29.7.1 q5 Compute the Pearson correlation between x, y
below. Play with the slope
and observe the change in the correlation.
slope <- 0.5 # Play with this value; observe the correlation
df_line <-
tibble(x = seq(-1, +1, length.out = 50)) %>%
mutate(y = slope * x)
df_line %>%
ggplot(aes(x, y)) +
geom_point()
Observations:
slope
values greater than 0 have a positive correlationslope
values less than 0 have a negative correlation
Note that this means correlation is a measure of dependence; it is not a measure of slope! It is better thought of as how strong the relationship between two variables is. A closer-to-zero correlation indicates a noisy relationship between variables, while a closer-to-one (in absolute value) indicates a more perfect, predictable relationship between the variables. For instance, the following code simulates data with different correlations, and facets the data based on the underlying correlation.
## NOTE: No need to change this!
map_dfr(
c(-1.0, -0.5, +0.0, +0.5, +1.0), # Chosen correlations
function(r) {
# Simulate a multivariate gaussian
X <- rmvnorm(
n = 100,
sigma = matrix(c(1, r, r, 1), nrow = 2)
)
# Package and return the data
tibble(
x = X[, 1],
y = X[, 2],
r = r
)
}
) %>%
# Plot the data
ggplot(aes(x, y)) +
geom_point() +
facet_wrap(~r)
One of the primary differences between Pearson and Spearman is that Pearson is a linear correlation, while Spearman is a nonlinear correlation. For instance, the following data
## NOTE: No need to change this!
# Positive slope
df_monotone <-
tibble(x = seq(-pi/2 + 0.1, +pi/2 - 0.1, length.out = 50)) %>%
mutate(y = tan(x))
df_monotone %>%
ggplot(aes(x, y)) +
geom_point()
have a perfect relationship between them. The Pearson correlation does not pick up on this fact, while the Spearman correlation indicates a perfect relation.
## # A tibble: 1 × 1
## rho
## <dbl>
## 1 0.846
## # A tibble: 1 × 1
## rho
## <dbl>
## 1 1
One more note about functional relationships: Neither Pearson nor Spearman can pick up on arbitrary dependencies.

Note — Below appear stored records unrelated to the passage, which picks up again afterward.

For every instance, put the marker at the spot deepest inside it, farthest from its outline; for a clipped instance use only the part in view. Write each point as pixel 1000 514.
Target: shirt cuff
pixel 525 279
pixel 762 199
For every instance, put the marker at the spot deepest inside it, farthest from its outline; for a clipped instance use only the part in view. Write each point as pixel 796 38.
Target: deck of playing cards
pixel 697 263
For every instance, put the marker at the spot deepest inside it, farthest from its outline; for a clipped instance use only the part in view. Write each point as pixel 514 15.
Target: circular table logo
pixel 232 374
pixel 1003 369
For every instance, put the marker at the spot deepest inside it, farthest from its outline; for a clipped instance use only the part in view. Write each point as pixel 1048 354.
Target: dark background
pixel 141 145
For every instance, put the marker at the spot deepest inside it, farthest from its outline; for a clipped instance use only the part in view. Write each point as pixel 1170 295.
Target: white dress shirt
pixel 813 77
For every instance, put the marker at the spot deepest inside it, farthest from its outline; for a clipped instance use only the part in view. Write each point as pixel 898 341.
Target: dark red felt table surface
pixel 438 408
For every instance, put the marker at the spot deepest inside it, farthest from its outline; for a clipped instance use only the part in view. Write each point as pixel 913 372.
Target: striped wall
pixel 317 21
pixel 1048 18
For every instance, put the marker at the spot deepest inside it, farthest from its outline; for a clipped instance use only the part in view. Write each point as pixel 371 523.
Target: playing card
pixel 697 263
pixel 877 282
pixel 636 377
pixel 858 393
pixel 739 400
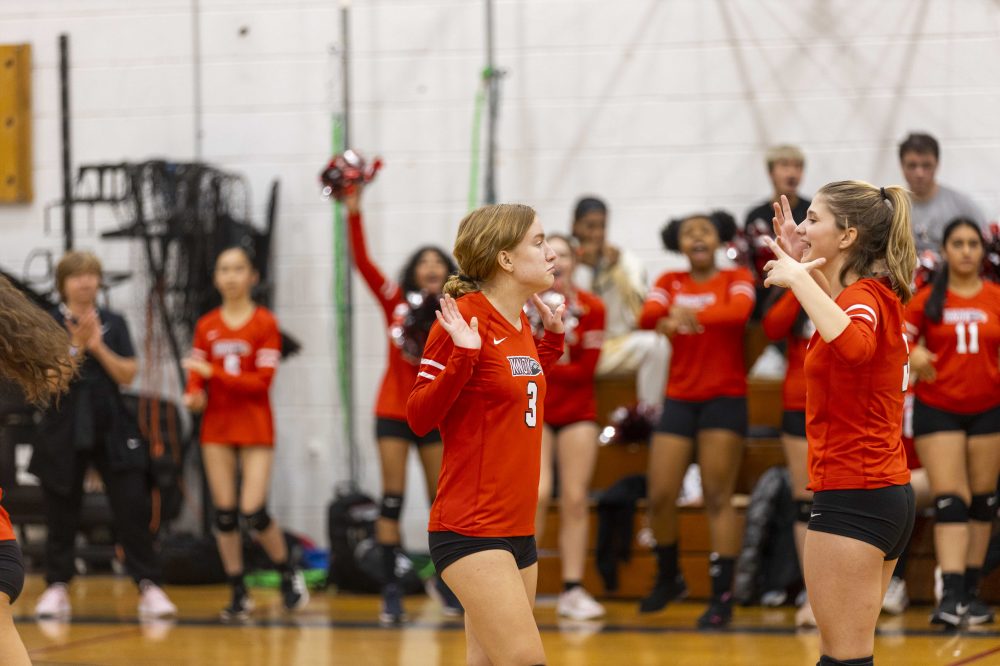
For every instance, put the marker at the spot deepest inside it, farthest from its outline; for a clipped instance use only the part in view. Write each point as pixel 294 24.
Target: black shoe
pixel 663 592
pixel 949 612
pixel 240 606
pixel 718 614
pixel 294 594
pixel 392 605
pixel 978 612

29.7.2 q6 Run the code chunk below and look at the visualization: Make a prediction about what you think the correlation will be. Then compute the Pearson correlation between x, y
below.
## NOTE: No need to change this!
df_quad <-
tibble(x = seq(-1, +1, length.out = 50)) %>%
mutate(y = x^2 - 0.5)
## TASK: Compute the Pearson and Spearman correlations on `df_quad`
df_quad %>%
summarize(rho = cor(x, y, method = "pearson"))
## # A tibble: 1 × 1
## rho
## <dbl>
## 1 -2.02e-16
## # A tibble: 1 × 1
## rho
## <dbl>
## 1 -0.0236
Observations:
- Both correlations are near-zero
One last point about correlation: The mean is to Pearson correlation as the median is to Spearman correlation. The median and Spearman’s rho are robust to outliers.
## NOTE: No need to change this!
set.seed(101)
X <- rmvnorm(
n = 25,
sigma = matrix(c(1, 0.9, 0.9, 1), nrow = 2)
)
df_cor_outliers <-
tibble(
x = X[, 1],
y = X[, 2]
) %>%
bind_rows(tibble(x = c(-10.1, -10, 10, 10.1), y = c(-1.2, -1.1, 1.1, 1.2)))
df_cor_outliers %>%
ggplot(aes(x, y)) +
geom_point()
## # A tibble: 1 × 1
## rho
## <dbl>
## 1 0.621
## # A tibble: 1 × 1
## rho
## <dbl>
## 1 0.884
29.8 Notes
[1] So then why bother with the mean? It turns out the mean is a fundamental idea in statistics, as it’s a key component of a lot of other statistical procedures. You’ll end up using the mean in countless different ways, so it’s worth recognizing its weakness to outliers.
[2] As a side note, since dollars are pretty-well divorced from reality (there’s not physical upper bound on perceived value), distributions of dollars can have very large outliers. That’s why you often see median incomes reported, rather than mean income.